Generator - SuperDeepGenerator
The generator is a convolutional model, that generates a 28x28 synthetic drawing from a latent vector. It contains 4 transposed convolutional layers, each halving the amount of channels. Between layers, we apply batch normalization and activate the layer with ReLU. For added randomness, and to combat mode collapse, we use dropout on all layers except the last. For the last layer, we convolve to 1 channel, and activate it with sigmoid to scale values between 0 and 1.
Discriminator - SuperDeepConvDiscriminator
The discriminator consists of 4 convolutions with batch normalization and leaky ReLU after each layer, followed with a flattening operation, and two linear layers, lastly activated with sigmoid for binary classification.
For training the model, we instanciate a generator and discriminator. We repeat the following steps for n_epochs.

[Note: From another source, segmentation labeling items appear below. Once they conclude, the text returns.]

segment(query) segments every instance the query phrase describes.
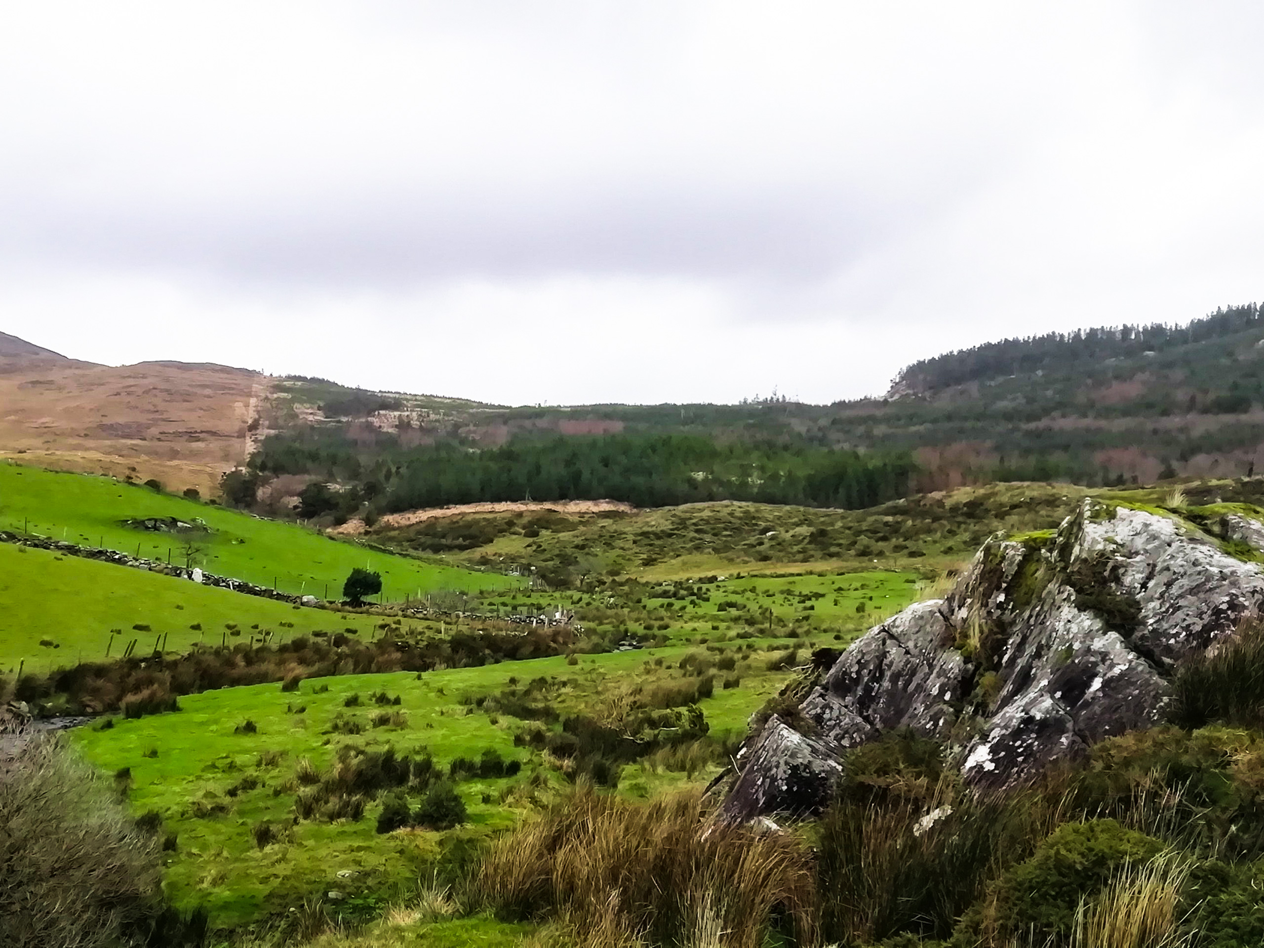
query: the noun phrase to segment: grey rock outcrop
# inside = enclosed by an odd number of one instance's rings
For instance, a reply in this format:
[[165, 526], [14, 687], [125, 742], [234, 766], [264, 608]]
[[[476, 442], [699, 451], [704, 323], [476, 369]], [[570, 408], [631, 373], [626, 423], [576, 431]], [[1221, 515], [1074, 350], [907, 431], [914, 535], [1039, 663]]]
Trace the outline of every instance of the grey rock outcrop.
[[1261, 611], [1259, 565], [1179, 517], [1086, 501], [854, 642], [747, 739], [723, 811], [810, 813], [846, 751], [895, 728], [945, 743], [975, 786], [1020, 784], [1159, 723], [1177, 662]]

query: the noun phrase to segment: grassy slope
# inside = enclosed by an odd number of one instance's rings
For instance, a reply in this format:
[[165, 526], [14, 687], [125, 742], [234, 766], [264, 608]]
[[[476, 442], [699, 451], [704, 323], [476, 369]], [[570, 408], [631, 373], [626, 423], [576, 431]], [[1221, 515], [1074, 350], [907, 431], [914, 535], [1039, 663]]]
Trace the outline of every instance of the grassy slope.
[[435, 589], [480, 590], [512, 585], [513, 580], [451, 566], [432, 565], [353, 544], [330, 540], [302, 527], [265, 521], [238, 511], [201, 504], [181, 497], [109, 478], [63, 474], [0, 464], [0, 530], [21, 531], [85, 546], [104, 545], [150, 559], [181, 562], [183, 540], [169, 533], [123, 526], [139, 517], [201, 518], [211, 530], [201, 565], [287, 593], [336, 597], [353, 566], [382, 574], [386, 600]]
[[[344, 628], [355, 628], [368, 638], [378, 621], [0, 544], [0, 672], [14, 670], [19, 661], [25, 661], [28, 672], [96, 661], [105, 657], [111, 638], [111, 656], [119, 656], [133, 638], [139, 640], [137, 651], [145, 653], [164, 633], [167, 651], [183, 652], [198, 641], [244, 641], [254, 624], [260, 631], [270, 628], [277, 641]], [[138, 623], [152, 631], [134, 631]], [[241, 635], [226, 637], [228, 623], [236, 624]], [[192, 624], [201, 624], [201, 631], [190, 628]], [[114, 628], [121, 633], [111, 636]], [[40, 646], [42, 640], [58, 647]]]
[[[546, 676], [565, 681], [552, 695], [554, 704], [564, 710], [588, 708], [633, 683], [678, 674], [674, 665], [689, 651], [686, 646], [674, 646], [581, 656], [578, 665], [568, 665], [559, 656], [427, 672], [420, 680], [406, 672], [313, 679], [305, 681], [297, 694], [282, 693], [274, 684], [225, 689], [182, 698], [178, 713], [116, 719], [114, 728], [83, 728], [73, 733], [73, 739], [88, 760], [107, 772], [130, 767], [134, 809], [162, 811], [168, 829], [178, 833], [179, 851], [167, 871], [167, 886], [176, 900], [183, 905], [205, 901], [216, 924], [238, 924], [259, 911], [292, 905], [301, 901], [302, 894], [321, 889], [355, 892], [363, 886], [372, 889], [373, 899], [389, 901], [416, 881], [418, 867], [437, 852], [435, 833], [377, 836], [375, 805], [359, 823], [303, 822], [295, 827], [292, 842], [257, 849], [250, 837], [254, 823], [289, 822], [293, 794], [273, 790], [291, 776], [297, 757], [308, 756], [322, 766], [343, 742], [392, 742], [407, 751], [425, 748], [445, 765], [458, 755], [478, 757], [485, 748], [499, 750], [507, 757], [527, 762], [522, 776], [460, 784], [471, 824], [460, 832], [488, 832], [511, 824], [521, 813], [513, 798], [507, 804], [499, 801], [501, 791], [511, 784], [523, 785], [527, 774], [542, 763], [532, 752], [513, 747], [513, 731], [522, 722], [507, 715], [493, 720], [480, 712], [466, 713], [463, 696], [495, 691], [509, 678], [526, 683]], [[656, 659], [664, 660], [664, 667], [653, 667]], [[739, 688], [717, 686], [714, 696], [702, 703], [712, 732], [743, 731], [750, 714], [790, 674], [770, 672], [757, 657], [746, 669]], [[316, 691], [322, 685], [329, 685], [327, 693]], [[375, 710], [373, 705], [345, 709], [344, 699], [351, 693], [367, 699], [377, 690], [401, 695], [402, 708], [410, 715], [407, 729], [369, 729], [359, 737], [324, 733], [340, 712], [367, 719]], [[289, 714], [287, 705], [305, 705], [306, 713]], [[234, 734], [234, 728], [246, 718], [255, 722], [258, 733]], [[144, 756], [150, 750], [157, 750], [157, 757]], [[286, 756], [276, 769], [258, 771], [264, 785], [236, 799], [225, 798], [229, 786], [246, 772], [257, 771], [258, 755], [265, 750], [283, 751]], [[710, 769], [698, 779], [714, 772]], [[556, 785], [556, 774], [547, 770], [545, 774]], [[621, 791], [650, 796], [684, 780], [684, 775], [629, 765]], [[492, 803], [483, 803], [484, 793], [492, 794]], [[220, 817], [193, 818], [188, 808], [201, 799], [228, 800], [231, 810]], [[348, 870], [360, 875], [339, 880], [337, 872]]]
[[631, 516], [470, 514], [370, 536], [397, 549], [425, 550], [435, 549], [434, 540], [445, 532], [471, 533], [484, 542], [449, 554], [454, 561], [522, 562], [541, 575], [573, 578], [588, 573], [660, 581], [804, 569], [934, 573], [973, 555], [996, 531], [1057, 526], [1088, 493], [1023, 483], [962, 488], [866, 511], [718, 502]]

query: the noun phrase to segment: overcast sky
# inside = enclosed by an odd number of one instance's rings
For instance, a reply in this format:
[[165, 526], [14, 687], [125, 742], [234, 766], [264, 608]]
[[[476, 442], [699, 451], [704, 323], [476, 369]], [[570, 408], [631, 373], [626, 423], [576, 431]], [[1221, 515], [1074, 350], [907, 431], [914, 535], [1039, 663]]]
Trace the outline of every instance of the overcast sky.
[[0, 330], [81, 359], [829, 402], [1261, 267], [1259, 3], [0, 0]]

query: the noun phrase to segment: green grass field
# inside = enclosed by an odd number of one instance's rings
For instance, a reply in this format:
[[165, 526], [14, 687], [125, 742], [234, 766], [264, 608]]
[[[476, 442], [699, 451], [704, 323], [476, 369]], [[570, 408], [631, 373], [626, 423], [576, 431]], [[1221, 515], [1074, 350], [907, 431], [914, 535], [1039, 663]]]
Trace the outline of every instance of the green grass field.
[[[28, 672], [97, 661], [107, 647], [118, 657], [133, 638], [140, 655], [153, 651], [161, 636], [168, 652], [185, 652], [196, 642], [248, 641], [263, 629], [272, 629], [273, 641], [345, 628], [368, 638], [377, 622], [373, 616], [296, 608], [145, 570], [0, 544], [0, 672], [15, 671], [23, 661]], [[225, 628], [230, 623], [239, 635]], [[149, 628], [134, 629], [137, 624]], [[121, 631], [111, 635], [115, 628]]]
[[143, 517], [201, 520], [209, 533], [201, 535], [204, 551], [195, 565], [286, 593], [337, 598], [353, 566], [382, 574], [383, 602], [437, 589], [478, 592], [517, 583], [493, 573], [393, 556], [293, 523], [260, 520], [110, 478], [0, 464], [0, 530], [29, 530], [53, 540], [154, 560], [169, 556], [171, 562], [183, 565], [183, 536], [124, 526], [124, 521]]
[[[364, 897], [370, 897], [367, 892], [372, 889], [375, 906], [380, 908], [402, 897], [416, 882], [426, 861], [439, 852], [440, 834], [403, 830], [378, 836], [374, 822], [379, 808], [374, 804], [359, 822], [305, 820], [293, 827], [288, 842], [258, 849], [252, 825], [260, 820], [291, 823], [293, 793], [282, 784], [293, 774], [298, 757], [324, 766], [341, 743], [372, 747], [389, 742], [399, 751], [426, 751], [444, 765], [458, 755], [478, 757], [487, 748], [522, 760], [525, 767], [518, 777], [459, 784], [470, 822], [451, 832], [483, 834], [511, 825], [526, 811], [532, 772], [542, 772], [536, 782], [544, 782], [545, 790], [559, 786], [561, 779], [544, 766], [538, 755], [513, 746], [513, 732], [523, 722], [477, 712], [463, 698], [493, 693], [511, 678], [526, 683], [545, 676], [560, 681], [552, 704], [564, 712], [583, 709], [629, 683], [671, 678], [676, 674], [674, 665], [688, 651], [671, 647], [581, 656], [575, 665], [557, 656], [426, 672], [420, 680], [407, 672], [311, 679], [297, 693], [282, 693], [276, 684], [233, 688], [181, 698], [182, 710], [176, 713], [137, 720], [115, 718], [115, 726], [106, 731], [80, 728], [72, 732], [72, 739], [107, 774], [131, 769], [134, 811], [162, 813], [167, 829], [178, 834], [178, 849], [167, 867], [167, 890], [177, 904], [206, 904], [214, 924], [240, 924], [302, 901], [303, 894], [329, 889], [354, 896], [363, 887]], [[664, 660], [662, 667], [653, 665], [657, 659]], [[714, 696], [702, 702], [712, 733], [744, 732], [750, 714], [790, 674], [767, 671], [762, 659], [750, 665], [739, 688], [717, 686]], [[317, 690], [325, 685], [327, 691]], [[401, 696], [407, 728], [367, 728], [358, 737], [325, 733], [335, 714], [367, 719], [375, 710], [367, 700], [367, 708], [344, 708], [348, 695], [358, 693], [368, 699], [379, 690]], [[287, 712], [300, 705], [306, 708], [303, 713]], [[234, 733], [246, 719], [255, 723], [258, 732]], [[281, 752], [281, 762], [260, 767], [259, 755], [264, 751]], [[715, 772], [710, 767], [694, 779], [704, 781]], [[260, 785], [228, 796], [229, 787], [248, 774], [260, 777]], [[684, 782], [684, 774], [627, 765], [621, 793], [651, 796]], [[522, 801], [512, 793], [514, 789], [523, 794]], [[502, 795], [508, 799], [502, 800]], [[229, 809], [220, 815], [196, 817], [196, 801], [225, 803]], [[340, 877], [339, 872], [355, 875]]]

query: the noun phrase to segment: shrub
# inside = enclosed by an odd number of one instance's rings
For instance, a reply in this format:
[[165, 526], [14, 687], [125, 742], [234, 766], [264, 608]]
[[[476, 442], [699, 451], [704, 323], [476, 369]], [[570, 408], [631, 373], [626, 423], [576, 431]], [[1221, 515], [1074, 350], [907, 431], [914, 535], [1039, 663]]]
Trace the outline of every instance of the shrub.
[[311, 786], [320, 782], [320, 771], [316, 770], [310, 757], [300, 757], [295, 761], [295, 780], [302, 786]]
[[417, 808], [417, 825], [427, 829], [451, 829], [465, 822], [465, 801], [446, 780], [430, 785]]
[[334, 719], [329, 723], [329, 729], [325, 732], [327, 734], [363, 734], [364, 722], [359, 718], [349, 718], [341, 712], [334, 715]]
[[798, 664], [799, 664], [799, 650], [791, 648], [787, 652], [781, 652], [780, 655], [776, 655], [772, 659], [770, 659], [765, 667], [769, 671], [785, 671], [786, 669], [793, 669]]
[[382, 813], [378, 814], [378, 832], [389, 833], [393, 829], [407, 827], [412, 823], [412, 811], [408, 809], [408, 800], [401, 793], [388, 794], [382, 799]]
[[810, 866], [794, 834], [713, 823], [696, 793], [636, 804], [580, 787], [492, 843], [477, 890], [509, 918], [568, 918], [581, 944], [719, 944], [723, 932], [758, 945], [779, 928], [815, 944]]
[[224, 793], [228, 796], [240, 796], [244, 793], [257, 789], [260, 784], [262, 781], [254, 774], [246, 774]]
[[1172, 690], [1172, 719], [1181, 727], [1264, 727], [1264, 624], [1245, 626], [1213, 652], [1183, 661]]
[[321, 808], [320, 815], [330, 823], [340, 819], [358, 823], [364, 817], [367, 803], [360, 794], [339, 794], [330, 798], [330, 801]]
[[166, 685], [153, 684], [124, 695], [119, 707], [124, 718], [135, 719], [145, 714], [179, 710], [179, 702]]
[[375, 728], [393, 727], [393, 728], [406, 728], [408, 727], [408, 715], [402, 710], [380, 710], [374, 712], [369, 717], [369, 723]]
[[254, 837], [254, 844], [262, 849], [269, 843], [277, 842], [277, 829], [268, 820], [259, 820], [253, 827], [250, 827], [250, 836]]

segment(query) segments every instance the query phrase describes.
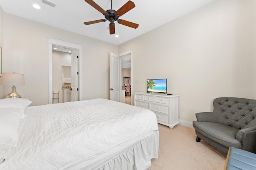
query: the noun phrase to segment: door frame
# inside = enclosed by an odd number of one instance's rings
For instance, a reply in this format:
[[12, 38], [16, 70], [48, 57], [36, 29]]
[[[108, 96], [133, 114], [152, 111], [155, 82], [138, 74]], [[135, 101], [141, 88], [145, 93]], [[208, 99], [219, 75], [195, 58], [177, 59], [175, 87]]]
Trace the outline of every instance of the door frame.
[[52, 103], [52, 45], [61, 46], [78, 51], [78, 99], [82, 100], [82, 46], [79, 44], [48, 38], [48, 55], [49, 57], [49, 88], [48, 103]]
[[[133, 105], [133, 89], [134, 87], [133, 86], [133, 50], [130, 49], [127, 50], [127, 51], [122, 52], [118, 53], [118, 56], [120, 57], [122, 57], [122, 56], [130, 54], [131, 56], [131, 105]], [[122, 70], [120, 72], [120, 74], [122, 74]], [[120, 90], [122, 90], [122, 88]], [[121, 93], [121, 92], [120, 92]]]

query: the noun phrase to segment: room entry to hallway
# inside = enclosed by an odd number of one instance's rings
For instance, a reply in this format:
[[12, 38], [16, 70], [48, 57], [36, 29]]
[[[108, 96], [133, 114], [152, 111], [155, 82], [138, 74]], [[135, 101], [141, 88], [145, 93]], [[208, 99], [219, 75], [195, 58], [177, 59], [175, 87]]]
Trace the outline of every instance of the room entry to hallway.
[[122, 102], [131, 104], [131, 56], [128, 55], [121, 57], [122, 66]]

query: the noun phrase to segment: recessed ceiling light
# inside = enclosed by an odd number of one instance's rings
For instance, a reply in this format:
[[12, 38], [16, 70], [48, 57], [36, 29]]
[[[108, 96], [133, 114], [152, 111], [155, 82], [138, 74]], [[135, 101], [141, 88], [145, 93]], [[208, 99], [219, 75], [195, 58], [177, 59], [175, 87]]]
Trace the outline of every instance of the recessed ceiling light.
[[33, 6], [33, 7], [36, 9], [39, 9], [41, 8], [41, 7], [40, 7], [40, 6], [38, 5], [37, 4], [32, 4], [32, 6]]

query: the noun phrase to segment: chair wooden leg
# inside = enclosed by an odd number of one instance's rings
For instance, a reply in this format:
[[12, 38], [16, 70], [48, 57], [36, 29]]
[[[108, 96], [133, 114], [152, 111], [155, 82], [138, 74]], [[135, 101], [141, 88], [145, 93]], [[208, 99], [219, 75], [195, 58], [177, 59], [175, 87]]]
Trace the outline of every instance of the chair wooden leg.
[[201, 139], [199, 137], [196, 136], [196, 141], [197, 142], [200, 142], [200, 141], [201, 141]]

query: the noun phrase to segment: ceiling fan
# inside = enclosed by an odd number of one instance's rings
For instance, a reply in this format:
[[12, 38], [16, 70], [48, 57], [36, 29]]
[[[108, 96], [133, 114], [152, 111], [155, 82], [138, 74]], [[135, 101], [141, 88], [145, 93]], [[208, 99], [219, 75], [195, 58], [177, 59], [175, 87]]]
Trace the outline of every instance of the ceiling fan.
[[116, 21], [117, 21], [118, 23], [133, 28], [137, 28], [139, 26], [139, 24], [137, 23], [118, 19], [120, 17], [135, 7], [134, 3], [130, 0], [126, 2], [117, 11], [116, 11], [112, 9], [112, 0], [111, 0], [111, 9], [107, 10], [106, 11], [105, 11], [92, 0], [84, 0], [84, 1], [103, 14], [106, 18], [106, 20], [98, 20], [84, 22], [84, 24], [85, 25], [90, 25], [99, 22], [105, 22], [107, 20], [109, 21], [110, 22], [109, 23], [109, 33], [110, 34], [115, 33], [115, 23], [114, 22]]

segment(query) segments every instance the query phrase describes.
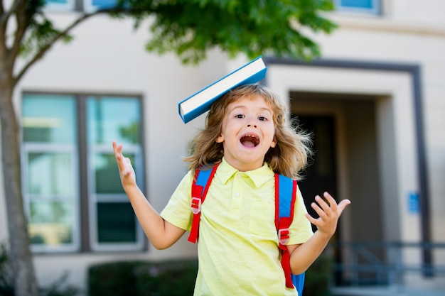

We train the discriminator; we generate fake samples with the generator, and the discriminator predicts whether a drawing is real or fake on both the fake and real data. We calculate the loss of this process, backpropagate and take an optimizer step.
The generator generates a new batch. The discriminator predicts, and we calculate the loss as a binary cross entropy, such that the generator is rewarded if it fools the discriminator. We calculate the loss of this process, backpropagate and take an optimizer step.
When a model is trained, it can generate drawings. The discriminator is usually better than the generator, as seen on the loss curve.
While these results are not perfect, they're a good start. Randomness seemed to help the model generalize better, and we observed deeper models performed better than shallower models.
To replicate our results, run
python train.py
This script can be modified to change hyperparameters, models, data etc. We use ml-flow for tracking experiment results. As such, an ml-flow server must be hosted for the script to execute correctly. We hosted it on a local host with the command
mlflow ui
More models can be added in src/models.py.